Reputation: 926
I have written the following Lambda function:
exports.handler = (event, context, callback) => {
const redis = require('redis');
const redis_client = redis.createClient({
host: 'hostname',
port: 6379
});
redis_client.set("foo", "bar");
redis_client.get("foo", function(err, reply) {
redis_client.quit();
callback(null, reply);
});
};
This works fine. However, I would like to reuse the Redis connection between Lambda invocations to improve performance. In theory this would be possible by moving the createClient() to outside of the handler. However, because of the "redis_client.quit()" line, that connection is killed. If I do not quit the client, the Lambda function will time out however.

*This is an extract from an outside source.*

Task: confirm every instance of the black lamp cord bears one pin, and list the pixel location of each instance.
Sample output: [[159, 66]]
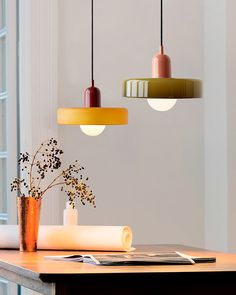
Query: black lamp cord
[[92, 74], [161, 19]]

What is the proper way to reuse a Redis in NodeJS when using AWS Lambda?
Upvotes: 13
Views: 7533
Reputation: 29
Rather than creating the connection for each invocation. A better pattern would be to declare a variable in the global scope then check if empty inside the handler.
This way you are able to establish the connection once per execution environment.

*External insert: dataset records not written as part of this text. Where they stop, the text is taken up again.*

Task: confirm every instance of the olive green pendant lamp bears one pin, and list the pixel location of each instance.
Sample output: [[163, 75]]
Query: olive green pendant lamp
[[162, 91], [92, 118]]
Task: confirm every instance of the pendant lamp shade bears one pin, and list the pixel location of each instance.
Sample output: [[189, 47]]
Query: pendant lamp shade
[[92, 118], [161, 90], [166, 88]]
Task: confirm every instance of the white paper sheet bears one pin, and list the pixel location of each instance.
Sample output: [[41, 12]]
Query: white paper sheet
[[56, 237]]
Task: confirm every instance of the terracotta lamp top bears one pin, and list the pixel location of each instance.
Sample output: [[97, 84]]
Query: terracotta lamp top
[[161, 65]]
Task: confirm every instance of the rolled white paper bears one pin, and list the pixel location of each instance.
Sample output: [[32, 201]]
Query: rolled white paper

const redis = require('redis');
let redisClient;
exports.handler = (event, context, callback) => {
context.callbackWaitsForEmptyEventLoop = false;
if (!redisClient) {
redisClient = redis.createClient({
host: 'hostname',
port: 6379
});
}
redisClient.set("foo", "bar");
...
}
https://docs.aws.amazon.com/lambda/latest/operatorguide/global-scope.html https://github.com/sequelize/sequelize/issues/4938#issuecomment-245211042
Upvotes: 0
Reputation: 1130
To avoid the timeout, set callbackWaitsForEmptyEventLoop
to false
in the AWS Context of your Lambda. This way you do not have to close the redis connection and your lambda will not wait for it (or other connections, i.e. db connections) to close before returning:
https://docs.aws.amazon.com/lambda/latest/dg/nodejs-prog-model-context.html
Upvotes: 2
Reputation: 61
To reuse the Redis client connection define it as a global outside the handler.

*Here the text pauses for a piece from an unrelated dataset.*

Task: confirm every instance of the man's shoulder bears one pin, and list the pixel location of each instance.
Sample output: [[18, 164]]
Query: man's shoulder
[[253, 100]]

const redis = require('redis');
const redis_client = redis.createClient({
host: 'hostname',
port: 6379
});
exports.handler = (event, context, callback) => {
redis_client.set("foo", "bar");
redis_client.get("foo", function(err, reply) {
redis_client.unref();
callback(null, reply);
});
};
Upvotes: 6
Reputation: 8295
As you already mentioned your approach is correct way but you have to keep in mind that your Redis instance has connection limits, example AWS Elasticache maxclients
is set to 65000. AWS currently allows executing 1k Lambdas in parallel so be careful with the external connections.
Currently, there is no silver bullet for Lambda external DB connections. One possible solution would be to create internal web API service which handles the communication between the DB.